Headless tells - what gives a bot away

At work I write code that lies to other code. The polite name is “scraping.” The honest name is: they put up a wall, I climb over it. They check who I am, my code says something true enough to pass. They look harder, my code looks back differently.

At Activate Intelligence one of our clients is one of the largest public affairs firms in Italy. For them we do media monitoring, research, and data aggregation across general governmental websites. That is where the scraper lives. Most of the targets are Italian government sites, which are quite bad and quite different from each other. None of them are hostile by design. None of them are particularly friendly either.

The first version of the scraper was the laziest thing that works: Python requests, a custom user agent. That handles a lot of what we need. It died at the Italian Senate website. The page rendered fine in a browser. From requests, it came back as an empty shell, because the content loads from JavaScript after the initial response.

So I added a browser. Headless Chromium. The architecture became a ladder: a request walks down the tiers until one of them succeeds.

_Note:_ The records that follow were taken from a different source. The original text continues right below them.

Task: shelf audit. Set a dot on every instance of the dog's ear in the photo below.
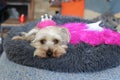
(65, 34)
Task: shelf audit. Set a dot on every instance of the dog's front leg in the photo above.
(40, 53)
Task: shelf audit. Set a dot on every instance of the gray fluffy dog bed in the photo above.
(80, 58)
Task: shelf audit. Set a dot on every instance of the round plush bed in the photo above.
(79, 58)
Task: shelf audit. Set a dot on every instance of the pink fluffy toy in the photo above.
(91, 33)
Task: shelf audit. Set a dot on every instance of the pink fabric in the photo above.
(79, 34)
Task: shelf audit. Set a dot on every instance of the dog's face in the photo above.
(51, 42)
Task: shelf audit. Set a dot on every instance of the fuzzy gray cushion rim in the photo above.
(79, 58)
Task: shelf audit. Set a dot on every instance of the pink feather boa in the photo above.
(79, 34)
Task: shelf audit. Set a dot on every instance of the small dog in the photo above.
(50, 41)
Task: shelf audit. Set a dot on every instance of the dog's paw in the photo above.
(46, 17)
(39, 53)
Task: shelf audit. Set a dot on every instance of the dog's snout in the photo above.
(49, 53)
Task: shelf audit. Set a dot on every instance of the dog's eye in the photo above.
(56, 41)
(42, 41)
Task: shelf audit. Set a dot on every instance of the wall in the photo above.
(42, 7)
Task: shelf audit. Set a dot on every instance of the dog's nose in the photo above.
(49, 53)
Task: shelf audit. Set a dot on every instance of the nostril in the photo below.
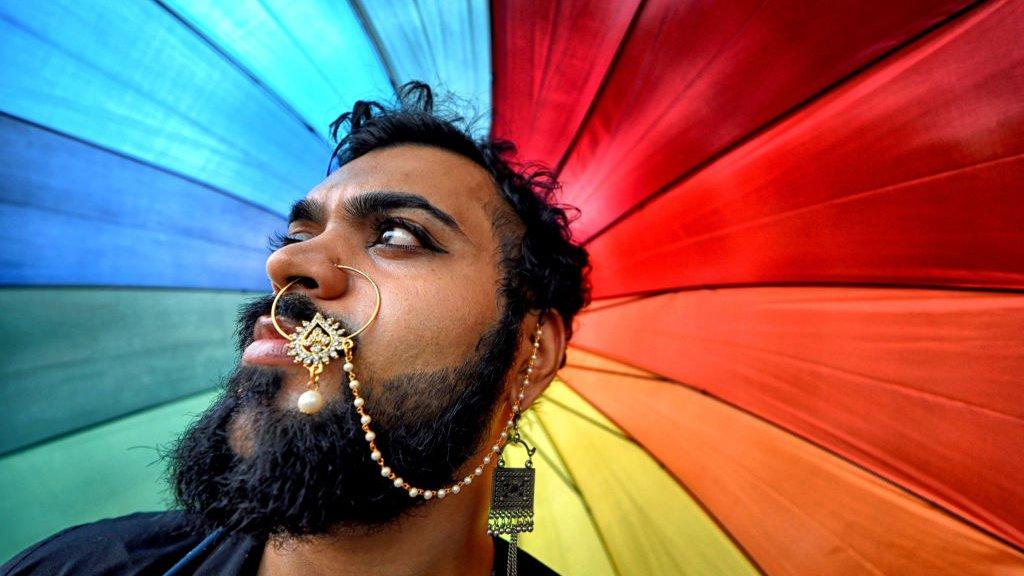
(305, 282)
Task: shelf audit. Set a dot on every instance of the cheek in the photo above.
(426, 326)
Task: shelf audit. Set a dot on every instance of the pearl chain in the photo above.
(397, 481)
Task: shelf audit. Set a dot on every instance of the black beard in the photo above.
(306, 475)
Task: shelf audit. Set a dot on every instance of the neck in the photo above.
(439, 537)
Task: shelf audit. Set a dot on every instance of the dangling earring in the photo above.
(317, 341)
(512, 498)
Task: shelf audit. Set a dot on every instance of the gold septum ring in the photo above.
(317, 341)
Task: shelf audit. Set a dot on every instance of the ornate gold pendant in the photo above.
(316, 341)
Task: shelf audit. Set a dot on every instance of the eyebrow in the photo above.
(371, 203)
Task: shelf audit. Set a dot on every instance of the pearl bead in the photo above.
(310, 402)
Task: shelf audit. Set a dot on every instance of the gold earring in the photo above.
(317, 341)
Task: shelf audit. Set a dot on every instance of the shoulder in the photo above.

Tier 1 is a Scrapy spider. Cheap, fast, gives us back HTML if the page is mostly static. Tier 2 is curl_cffi, which is a fork of curl that knows how to impersonate the TLS fingerprint of a real Chrome. It is still not running JavaScript, but it survives the kind of WAF check that only inspects the handshake. Tier 3 is the expensive option: a headless Chromium driven by Playwright (the patched fork, Patchright), with a persistent profile, that can actually render a page. Tier 3.5, which I keep for the meaner sites, is Camoufox: a Firefox fork with stealth patches compiled in at the C++ level.

Most requests resolve at Tier 1. A few make it to Tier 3. The cost difference per request is large enough that the order of the ladder matters more than any single tier’s cleverness.

But the ladder is not strictly walked top to bottom either. The diagram above is the cold-start path. In practice there is a small router up front that picks where to enter:

def fetch(url, render=False):
    start = pick_entry_tier(url, render)   # known hard? jump to T3.
                                           # known cheap? stay at T1.
    for tier in TIERS[start:]:
        result = tier.try_fetch(url)
        if result.looks_real():
            return result
    return give_up(url)

pick_entry_tier is small and dumb on purpose. It checks a static list of hosts we already know need the heavy browser, then a per-domain preference flag from past observations that either pins the host to Tier 3 (“always hard”) or to Tier 1 (“always cheap, do not bother climbing”). Everything else cold-defaults to Tier 1.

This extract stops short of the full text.